Bien entendu, si nous faisons abstraction de la propriété essentielle de la monnaie de papier, de sa qualité de seul instrument d'échange reconnu par la loi et de seul moyen pratiquement utilisable, elle ne représente qu'un chiffon. N'en est-il pas exactement de même de la plupart des choses, lorsqu'on fait abstraction de leur destination, pour ne considérer que leur substance ? Raclez la peinture d'une toile ; assénez un coup de marteau sur une pièce de monnaie, sur un encrier ou sur une soupière : que restera-t-il, sinon du rebut ? Si nous considérons une maison comme un tas de briques, la couronne royale comme du métal, un livre comme du papier, bref, si nous ne considérons jamais que la substance, la plupart des choses n'auront jamais pour nous plus d'importance qu'un chiffon de papier.
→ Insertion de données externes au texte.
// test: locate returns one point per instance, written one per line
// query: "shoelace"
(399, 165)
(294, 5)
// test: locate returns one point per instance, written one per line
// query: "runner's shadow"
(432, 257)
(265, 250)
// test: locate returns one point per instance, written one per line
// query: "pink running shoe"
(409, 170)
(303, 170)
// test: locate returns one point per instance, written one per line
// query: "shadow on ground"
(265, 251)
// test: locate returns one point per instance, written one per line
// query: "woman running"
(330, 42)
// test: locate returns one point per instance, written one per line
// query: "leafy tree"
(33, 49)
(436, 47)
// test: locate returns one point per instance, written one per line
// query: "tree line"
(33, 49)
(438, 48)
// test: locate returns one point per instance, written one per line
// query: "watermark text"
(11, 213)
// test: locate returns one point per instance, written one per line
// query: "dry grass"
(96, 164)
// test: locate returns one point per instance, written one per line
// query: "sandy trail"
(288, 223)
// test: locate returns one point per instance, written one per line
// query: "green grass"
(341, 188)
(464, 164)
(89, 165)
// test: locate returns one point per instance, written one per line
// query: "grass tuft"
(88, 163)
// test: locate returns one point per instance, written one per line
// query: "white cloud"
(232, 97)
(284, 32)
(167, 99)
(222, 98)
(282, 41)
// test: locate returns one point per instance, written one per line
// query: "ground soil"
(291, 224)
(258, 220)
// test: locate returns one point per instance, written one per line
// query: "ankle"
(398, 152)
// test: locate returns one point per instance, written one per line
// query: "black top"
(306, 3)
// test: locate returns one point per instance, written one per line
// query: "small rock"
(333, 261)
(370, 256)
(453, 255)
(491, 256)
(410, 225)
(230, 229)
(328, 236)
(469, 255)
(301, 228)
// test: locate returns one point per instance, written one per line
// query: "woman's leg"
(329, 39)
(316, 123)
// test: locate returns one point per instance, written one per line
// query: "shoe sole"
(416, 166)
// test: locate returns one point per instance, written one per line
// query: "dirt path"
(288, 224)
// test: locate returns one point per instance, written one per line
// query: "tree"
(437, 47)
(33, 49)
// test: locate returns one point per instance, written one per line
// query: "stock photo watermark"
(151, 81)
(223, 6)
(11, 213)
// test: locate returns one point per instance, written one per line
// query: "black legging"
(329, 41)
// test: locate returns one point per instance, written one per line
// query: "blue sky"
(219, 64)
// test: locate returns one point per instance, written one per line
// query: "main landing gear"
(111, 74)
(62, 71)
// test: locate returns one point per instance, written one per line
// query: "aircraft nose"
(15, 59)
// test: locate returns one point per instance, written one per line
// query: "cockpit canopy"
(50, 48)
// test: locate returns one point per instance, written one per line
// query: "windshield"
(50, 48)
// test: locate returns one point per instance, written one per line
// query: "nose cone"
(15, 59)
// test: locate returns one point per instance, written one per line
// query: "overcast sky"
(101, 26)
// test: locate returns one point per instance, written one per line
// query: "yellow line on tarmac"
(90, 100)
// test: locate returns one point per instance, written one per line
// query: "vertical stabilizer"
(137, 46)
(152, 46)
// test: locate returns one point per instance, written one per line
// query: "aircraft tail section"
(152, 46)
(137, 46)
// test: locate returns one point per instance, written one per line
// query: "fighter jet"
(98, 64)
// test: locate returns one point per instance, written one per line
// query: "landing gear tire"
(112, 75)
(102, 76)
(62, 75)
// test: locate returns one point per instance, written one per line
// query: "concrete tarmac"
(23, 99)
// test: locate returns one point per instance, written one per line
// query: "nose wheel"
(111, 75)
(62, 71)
On n'utilise pas un piano comme bois à brûler, une locomotive comme fer de fonte, ni les billets de banque comme papier à tapisser. Alors pourquoi, quand il s'agit des billets, ne parler toujours que du papier ? Pourquoi ne pas parler du moyen d'échange ?
Tous les autres objets, nous les considérons quant à leur destination. Si nous en faisions autant pour la monnaie de papier, nous verrions qu'il ne s'agit pas d'un bout de papier, mais d'un produit indispensable, de l'objet fabriqué le plus important, le plus utile qui soit.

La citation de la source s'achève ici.